Notre boîte gérait aussi de la pub pour des jeux, donc la cheffe Igarashi n'avait pas l'air intéressée par ce genre de chose, mais elle avait dans la tête les connaissances des produits qu'on traitait. Il arrivait souvent qu'elle en sache plus que moi qui joue à des jeux normalement.
Pour cette raison, dans ce monde aussi, elle va probablement s'adapter sans trop de résistance.
« Alors, à une prochaine. Réveille-toi pas de mauvaise humeur, vis sans te forcer. »
« H, oui. Je ferai de mon mieux... ah, cheffe ! »
« Si tu viens de ce côté je suis plus cheffe, mais si tu m'appelles par mon nom... ça me surprendrait un peu. Enfin, c'est bon. Quoi ? »
« E, euh... si ça ne vous dérange pas, pourriez-vous me dire votre métier ? »
Vu son caractère, non seulement elle ne montrera pas sa main, mais elle pourrait très bien s'énerver "Qui tu crois que t'es ?" — c'est ce que je pensais, mais.
« Choisir un métier qui me soit utile, c'est ça ? C'est une bonne attitude. »
« E, euh... bein, oui. »
« "Bein" ? »
« H, hai, c'est ça. Pour qu'elle me reconnaisse, je veux choisir le métier approprié. »
Si baisser la tête me donne l'info, je le ferai autant qu'on veut. Ma cheffe démoniaque a aussi des côtés faciles, puisqu'elle ne lit pas dans mes pensées.

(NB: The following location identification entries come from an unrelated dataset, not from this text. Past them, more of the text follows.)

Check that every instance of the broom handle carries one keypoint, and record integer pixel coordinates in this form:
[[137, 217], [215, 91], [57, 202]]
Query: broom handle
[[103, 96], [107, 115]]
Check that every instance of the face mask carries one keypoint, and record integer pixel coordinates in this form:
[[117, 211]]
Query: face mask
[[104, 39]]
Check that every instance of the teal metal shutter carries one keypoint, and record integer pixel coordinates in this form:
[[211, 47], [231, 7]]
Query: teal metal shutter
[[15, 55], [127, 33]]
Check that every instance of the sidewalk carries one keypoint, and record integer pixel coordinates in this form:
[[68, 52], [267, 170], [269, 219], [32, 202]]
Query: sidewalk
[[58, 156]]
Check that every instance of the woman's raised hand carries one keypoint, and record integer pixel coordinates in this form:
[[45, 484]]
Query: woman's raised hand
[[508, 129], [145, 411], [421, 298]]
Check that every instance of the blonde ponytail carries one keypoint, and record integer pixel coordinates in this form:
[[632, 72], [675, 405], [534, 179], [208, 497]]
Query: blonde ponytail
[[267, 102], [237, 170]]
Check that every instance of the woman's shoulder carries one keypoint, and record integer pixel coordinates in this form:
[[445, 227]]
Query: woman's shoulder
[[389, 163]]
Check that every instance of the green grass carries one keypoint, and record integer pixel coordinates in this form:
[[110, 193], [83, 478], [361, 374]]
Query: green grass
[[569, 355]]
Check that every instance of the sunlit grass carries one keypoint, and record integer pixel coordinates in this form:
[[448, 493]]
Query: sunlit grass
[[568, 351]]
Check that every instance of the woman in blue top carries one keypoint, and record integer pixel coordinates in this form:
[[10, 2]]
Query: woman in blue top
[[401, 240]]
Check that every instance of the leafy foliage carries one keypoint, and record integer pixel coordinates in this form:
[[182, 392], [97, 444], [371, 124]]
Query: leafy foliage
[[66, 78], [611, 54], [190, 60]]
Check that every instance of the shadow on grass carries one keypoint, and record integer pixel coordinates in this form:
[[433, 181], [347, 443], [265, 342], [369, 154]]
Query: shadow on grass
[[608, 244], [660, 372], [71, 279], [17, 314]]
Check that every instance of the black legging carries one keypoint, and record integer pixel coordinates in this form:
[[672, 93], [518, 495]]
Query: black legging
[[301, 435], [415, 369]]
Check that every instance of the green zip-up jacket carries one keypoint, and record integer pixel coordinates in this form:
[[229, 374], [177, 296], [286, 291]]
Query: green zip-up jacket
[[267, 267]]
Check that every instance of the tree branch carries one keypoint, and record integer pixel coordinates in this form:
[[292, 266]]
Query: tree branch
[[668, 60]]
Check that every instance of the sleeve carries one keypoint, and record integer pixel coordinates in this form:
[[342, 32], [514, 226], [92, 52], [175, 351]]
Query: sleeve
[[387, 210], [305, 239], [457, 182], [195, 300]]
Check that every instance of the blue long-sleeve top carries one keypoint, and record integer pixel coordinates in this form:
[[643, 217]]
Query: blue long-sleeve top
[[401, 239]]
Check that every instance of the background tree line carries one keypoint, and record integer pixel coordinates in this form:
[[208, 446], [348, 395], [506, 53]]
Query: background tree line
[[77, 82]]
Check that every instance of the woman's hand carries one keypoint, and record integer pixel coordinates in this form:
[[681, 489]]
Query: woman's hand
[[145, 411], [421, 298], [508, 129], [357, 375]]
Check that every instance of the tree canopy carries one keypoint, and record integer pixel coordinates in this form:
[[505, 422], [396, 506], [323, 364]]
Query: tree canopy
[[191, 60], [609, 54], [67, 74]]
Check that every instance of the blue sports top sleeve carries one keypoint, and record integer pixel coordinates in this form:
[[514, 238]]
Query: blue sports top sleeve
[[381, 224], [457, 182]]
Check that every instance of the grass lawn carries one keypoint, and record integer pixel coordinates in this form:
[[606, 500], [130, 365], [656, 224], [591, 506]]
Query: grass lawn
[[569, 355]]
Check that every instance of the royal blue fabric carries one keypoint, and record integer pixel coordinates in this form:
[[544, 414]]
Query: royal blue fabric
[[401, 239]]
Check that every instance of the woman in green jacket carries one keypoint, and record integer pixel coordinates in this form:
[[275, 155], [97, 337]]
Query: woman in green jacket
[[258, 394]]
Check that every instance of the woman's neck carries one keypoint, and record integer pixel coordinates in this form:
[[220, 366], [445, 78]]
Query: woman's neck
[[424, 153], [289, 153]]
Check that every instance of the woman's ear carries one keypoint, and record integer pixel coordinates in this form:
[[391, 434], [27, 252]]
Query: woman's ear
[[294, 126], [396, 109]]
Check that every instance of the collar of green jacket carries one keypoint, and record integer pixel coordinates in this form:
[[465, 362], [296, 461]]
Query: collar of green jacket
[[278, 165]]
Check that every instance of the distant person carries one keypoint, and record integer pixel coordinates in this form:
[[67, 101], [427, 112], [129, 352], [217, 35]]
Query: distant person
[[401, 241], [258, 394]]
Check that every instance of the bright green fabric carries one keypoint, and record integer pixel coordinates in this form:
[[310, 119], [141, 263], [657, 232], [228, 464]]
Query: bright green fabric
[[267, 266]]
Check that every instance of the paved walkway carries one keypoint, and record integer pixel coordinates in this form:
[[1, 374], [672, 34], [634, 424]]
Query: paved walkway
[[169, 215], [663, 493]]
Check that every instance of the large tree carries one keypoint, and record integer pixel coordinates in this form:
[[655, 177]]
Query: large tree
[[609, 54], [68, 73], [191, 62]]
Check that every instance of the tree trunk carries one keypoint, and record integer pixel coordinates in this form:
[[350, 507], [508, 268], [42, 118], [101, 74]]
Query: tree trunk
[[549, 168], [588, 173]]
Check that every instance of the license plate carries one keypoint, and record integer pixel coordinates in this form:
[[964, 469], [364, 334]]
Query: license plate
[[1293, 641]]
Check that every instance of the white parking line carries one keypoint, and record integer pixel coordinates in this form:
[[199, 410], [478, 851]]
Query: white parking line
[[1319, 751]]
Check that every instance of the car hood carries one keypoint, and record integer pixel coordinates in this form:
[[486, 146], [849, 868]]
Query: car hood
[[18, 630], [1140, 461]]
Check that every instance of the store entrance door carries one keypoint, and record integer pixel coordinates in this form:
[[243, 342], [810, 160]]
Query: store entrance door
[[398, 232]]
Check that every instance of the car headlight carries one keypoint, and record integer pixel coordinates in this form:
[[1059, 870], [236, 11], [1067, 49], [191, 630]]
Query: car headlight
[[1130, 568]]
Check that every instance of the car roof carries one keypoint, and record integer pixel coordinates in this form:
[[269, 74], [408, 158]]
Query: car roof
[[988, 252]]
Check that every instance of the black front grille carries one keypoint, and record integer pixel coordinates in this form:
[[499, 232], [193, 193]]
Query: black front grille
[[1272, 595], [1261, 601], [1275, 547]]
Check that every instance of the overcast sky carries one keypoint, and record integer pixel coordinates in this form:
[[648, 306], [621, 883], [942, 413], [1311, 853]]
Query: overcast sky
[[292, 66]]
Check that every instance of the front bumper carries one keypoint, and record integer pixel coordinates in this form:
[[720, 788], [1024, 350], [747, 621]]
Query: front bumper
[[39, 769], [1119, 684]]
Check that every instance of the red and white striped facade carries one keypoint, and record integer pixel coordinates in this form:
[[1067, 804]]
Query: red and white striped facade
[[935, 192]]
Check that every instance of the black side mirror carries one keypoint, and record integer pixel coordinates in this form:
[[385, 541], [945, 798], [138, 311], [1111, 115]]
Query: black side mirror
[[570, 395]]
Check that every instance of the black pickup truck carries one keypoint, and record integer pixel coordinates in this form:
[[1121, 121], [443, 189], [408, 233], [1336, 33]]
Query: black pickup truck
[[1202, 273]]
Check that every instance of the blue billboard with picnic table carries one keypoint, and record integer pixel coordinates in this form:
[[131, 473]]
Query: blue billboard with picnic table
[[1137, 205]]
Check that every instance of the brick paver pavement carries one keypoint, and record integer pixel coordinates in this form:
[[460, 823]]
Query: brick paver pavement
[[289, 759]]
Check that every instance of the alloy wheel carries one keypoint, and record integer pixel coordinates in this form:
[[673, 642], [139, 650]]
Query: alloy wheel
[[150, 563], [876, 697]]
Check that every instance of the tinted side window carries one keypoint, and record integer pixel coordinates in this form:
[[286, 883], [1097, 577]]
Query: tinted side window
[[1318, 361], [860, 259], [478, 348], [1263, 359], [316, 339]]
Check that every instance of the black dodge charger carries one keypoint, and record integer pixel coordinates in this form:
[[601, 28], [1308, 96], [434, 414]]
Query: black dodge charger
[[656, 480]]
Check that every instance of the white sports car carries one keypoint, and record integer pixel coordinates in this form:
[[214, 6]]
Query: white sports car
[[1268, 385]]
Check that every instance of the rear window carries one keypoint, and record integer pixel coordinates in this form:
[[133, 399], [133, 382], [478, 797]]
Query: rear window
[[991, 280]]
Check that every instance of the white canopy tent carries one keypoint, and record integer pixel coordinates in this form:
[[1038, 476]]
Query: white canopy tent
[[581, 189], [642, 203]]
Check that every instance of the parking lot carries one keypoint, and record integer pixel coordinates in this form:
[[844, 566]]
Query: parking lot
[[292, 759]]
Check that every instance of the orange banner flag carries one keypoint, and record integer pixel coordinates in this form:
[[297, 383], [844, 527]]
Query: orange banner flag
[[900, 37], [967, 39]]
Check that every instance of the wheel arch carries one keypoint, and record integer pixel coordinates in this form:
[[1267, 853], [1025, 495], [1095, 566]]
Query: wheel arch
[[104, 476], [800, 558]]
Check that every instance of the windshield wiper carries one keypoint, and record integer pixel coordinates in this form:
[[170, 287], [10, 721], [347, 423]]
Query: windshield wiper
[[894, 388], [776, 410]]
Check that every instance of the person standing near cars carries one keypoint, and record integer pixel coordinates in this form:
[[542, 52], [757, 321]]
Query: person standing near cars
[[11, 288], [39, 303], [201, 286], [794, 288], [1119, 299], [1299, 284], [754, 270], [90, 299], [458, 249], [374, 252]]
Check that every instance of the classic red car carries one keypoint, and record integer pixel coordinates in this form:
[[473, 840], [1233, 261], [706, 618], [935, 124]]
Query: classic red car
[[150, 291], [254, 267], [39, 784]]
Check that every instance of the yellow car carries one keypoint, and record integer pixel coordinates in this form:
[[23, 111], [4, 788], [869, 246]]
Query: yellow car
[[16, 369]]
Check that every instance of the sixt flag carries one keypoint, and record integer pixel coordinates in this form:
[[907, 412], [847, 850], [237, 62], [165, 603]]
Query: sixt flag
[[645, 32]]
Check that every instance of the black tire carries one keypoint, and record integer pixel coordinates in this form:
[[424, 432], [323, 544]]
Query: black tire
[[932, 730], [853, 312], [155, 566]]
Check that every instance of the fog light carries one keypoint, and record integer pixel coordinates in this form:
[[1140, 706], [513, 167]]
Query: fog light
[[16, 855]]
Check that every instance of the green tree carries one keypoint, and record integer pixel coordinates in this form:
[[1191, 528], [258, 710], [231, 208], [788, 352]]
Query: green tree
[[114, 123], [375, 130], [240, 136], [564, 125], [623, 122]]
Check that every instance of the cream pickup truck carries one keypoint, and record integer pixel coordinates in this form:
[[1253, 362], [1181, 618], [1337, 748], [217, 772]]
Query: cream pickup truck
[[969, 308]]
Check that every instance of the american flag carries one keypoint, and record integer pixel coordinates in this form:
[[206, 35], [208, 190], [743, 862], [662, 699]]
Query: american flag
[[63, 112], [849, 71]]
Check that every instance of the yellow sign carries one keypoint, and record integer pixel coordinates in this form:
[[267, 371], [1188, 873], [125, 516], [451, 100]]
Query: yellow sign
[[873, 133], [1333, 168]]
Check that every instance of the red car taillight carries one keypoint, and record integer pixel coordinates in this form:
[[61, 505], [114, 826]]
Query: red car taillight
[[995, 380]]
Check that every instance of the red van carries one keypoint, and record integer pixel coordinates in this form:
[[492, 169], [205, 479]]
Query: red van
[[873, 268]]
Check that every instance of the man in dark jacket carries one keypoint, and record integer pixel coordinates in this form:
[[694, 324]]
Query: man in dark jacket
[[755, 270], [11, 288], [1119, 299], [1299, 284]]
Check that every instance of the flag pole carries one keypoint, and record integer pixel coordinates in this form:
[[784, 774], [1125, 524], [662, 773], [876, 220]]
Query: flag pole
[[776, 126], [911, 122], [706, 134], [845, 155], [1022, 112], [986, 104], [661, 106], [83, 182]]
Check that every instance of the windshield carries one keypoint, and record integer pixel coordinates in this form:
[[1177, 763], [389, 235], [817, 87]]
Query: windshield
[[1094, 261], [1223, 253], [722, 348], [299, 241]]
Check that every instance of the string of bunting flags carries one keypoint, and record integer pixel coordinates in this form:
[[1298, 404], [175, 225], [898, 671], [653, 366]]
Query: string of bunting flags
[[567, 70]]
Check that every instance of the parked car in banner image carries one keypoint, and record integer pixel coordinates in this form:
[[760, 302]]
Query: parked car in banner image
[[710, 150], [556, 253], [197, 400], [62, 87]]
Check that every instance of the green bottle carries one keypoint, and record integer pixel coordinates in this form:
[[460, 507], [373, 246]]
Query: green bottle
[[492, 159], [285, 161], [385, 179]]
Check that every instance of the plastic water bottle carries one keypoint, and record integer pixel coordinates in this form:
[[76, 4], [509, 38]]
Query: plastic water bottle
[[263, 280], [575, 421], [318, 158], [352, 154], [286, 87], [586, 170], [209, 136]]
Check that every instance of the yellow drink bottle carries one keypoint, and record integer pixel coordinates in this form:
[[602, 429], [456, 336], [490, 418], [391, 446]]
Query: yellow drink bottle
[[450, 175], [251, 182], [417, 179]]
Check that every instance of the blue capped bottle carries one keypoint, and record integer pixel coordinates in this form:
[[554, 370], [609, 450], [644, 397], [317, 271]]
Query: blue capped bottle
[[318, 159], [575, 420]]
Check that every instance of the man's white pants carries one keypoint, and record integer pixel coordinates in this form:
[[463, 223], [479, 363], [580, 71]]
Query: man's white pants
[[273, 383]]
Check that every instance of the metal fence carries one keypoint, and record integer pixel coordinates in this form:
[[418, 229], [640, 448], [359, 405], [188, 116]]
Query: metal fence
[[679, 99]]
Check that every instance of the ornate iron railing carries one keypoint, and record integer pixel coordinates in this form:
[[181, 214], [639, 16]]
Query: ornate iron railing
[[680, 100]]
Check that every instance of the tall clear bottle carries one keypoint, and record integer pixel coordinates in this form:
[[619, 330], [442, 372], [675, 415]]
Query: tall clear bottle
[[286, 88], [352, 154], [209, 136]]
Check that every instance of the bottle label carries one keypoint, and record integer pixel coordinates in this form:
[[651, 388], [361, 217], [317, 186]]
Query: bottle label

« Si tu avais fait cet effort à l'entreprise... Moi aussi, quand j'ai été embauchée, j'ai bossé sans dormir ni me reposer. »
« Hé... vraiment ? Igarashi-san, vous rentriez toujours à l'heure... »
« ... A, ah, ça c'est bon. Mon métier, c'est "Valkyrie". Je peux utiliser l'épée et la lance, et aussi la magie des esprits dans une certaine mesure. »
« M,マジですか... C'est un métier incroyable, ça. »
« Normal, vu que c'est moi. Bon, je vais aller chercher une équipe qui me prendra. J'aimerais une équipe full filles, mais on peut pas faire la difficile... »
« Ah, merci de me l'avoir dit. Cheffe, on se reverra quelque part. »
C'était une conversation avec un truc qui accroche... pensai-je en priant au minimum pour sa survie, et alors que je m'apprêtais à partir, j'entendis une petite voix marmonnée.
« ... Elle m'a appelé par mon nom et j'ai même pas pu m'énerver. »
C'est ça le problème, pensai-je sans me retourner. C'est pas mon prénom, donc c'est pas grave.
Je pensais qu'en me réincarnant, la cheffe serait un peu plus douce, mais non. Pourtant c'est une de mes rares connaissances, donc j'aimerais qu'elle survive, et si possible qu'on construise une relation amicale dans la mesure du possible — mais c'est sûrement impossible.